In a written liability decision dated July 5, IIROC said that in May 2014, the client – a 62-year-old woman who was married to Bélisle’s father – opened three managed accounts with cash and investments valued at net $850,000, to be managed at Bélisle’s discretion.
That November, she opened one Canadian-dollar and one U.S.-dollar margin account with NBF. The account opening documents the client signed included an options trading agreement, which stated that Bélisle would provide management on a non-discretionary basis.
But according to IIROC, Bélisle claimed the client signed the margin account opening documents without fully understanding them. In reality, he said, it was agreed with his father that the accounts would be opened in her name only, and that it would be used as a vehicle to borrow funds – without her knowledge or consent – that Bélisle would use to pay for renovations at his own residence.
“According to [Bélisle], despite the fact that the margin accounts were not discretionary by nature, it was agreed with [Bélisle’s father] that these accounts would be managed as such, that is, without obtaining the client’s prior authorization to execute transactions or trades in the accounts,” the document said.

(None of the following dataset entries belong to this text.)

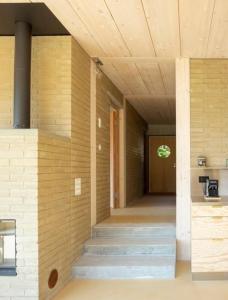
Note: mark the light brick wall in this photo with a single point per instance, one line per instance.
(103, 138)
(54, 211)
(50, 83)
(135, 129)
(19, 201)
(209, 110)
(60, 221)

Bélisle never filed any written document authorizing him to exercise any control over the margin accounts, but IIROC said he claimed his father had gotten a verbal authorization from the spouse that would allow him to give instructions relating to her accounts.
On February 16, 2015, Bélisle transferred $150,000 from the client’s margin accounts to his father’s bank account; because NBF’s internal policies require a signed transfer request for transfers exceeding $25,000, he instructed his assistant to forge the client’s signature on a request form. In the following weeks, he effected three additional transfers of $20,000 each from the margin accounts, and transferred the entire $210,000 from his father’s account to his own account.
To keep his father’s spouse in the dark, Bélisle had his assistant make changes to ensure documents relating to activity within the margin accounts went to his father’s email address, and that she was not notified when documents were available.
In an attempt to cover the $210,000 deficit he left behind, Bélisle executed options trades according to a risky leveraging strategy that the client had not approved. Between February 2015 and November 2016, he executed approximately 1,250 trades involving the options and shares in the margin accounts; over that time, the average debit balance in the accounts was nearly $360,000, and a net commission of $12,600 was paid to Bélisle.
“In late October 2016, … the debit side of the client’s margin accounts hit close to $543,000 CAD, including the $210,000 CAD initially appropriated by the Respondent,” IIROC said. “[T]he options trading carried out … was not within the bounds of good business practice, given the large number of trades, the excessive amount of margin used in the accounts, and the speculative nature of the applied strategy, which went against the client’s interests.”
IIROC has also imposed a temporary ban of 10 years less 14 months on Bélisle, to be followed by two years of strict supervision.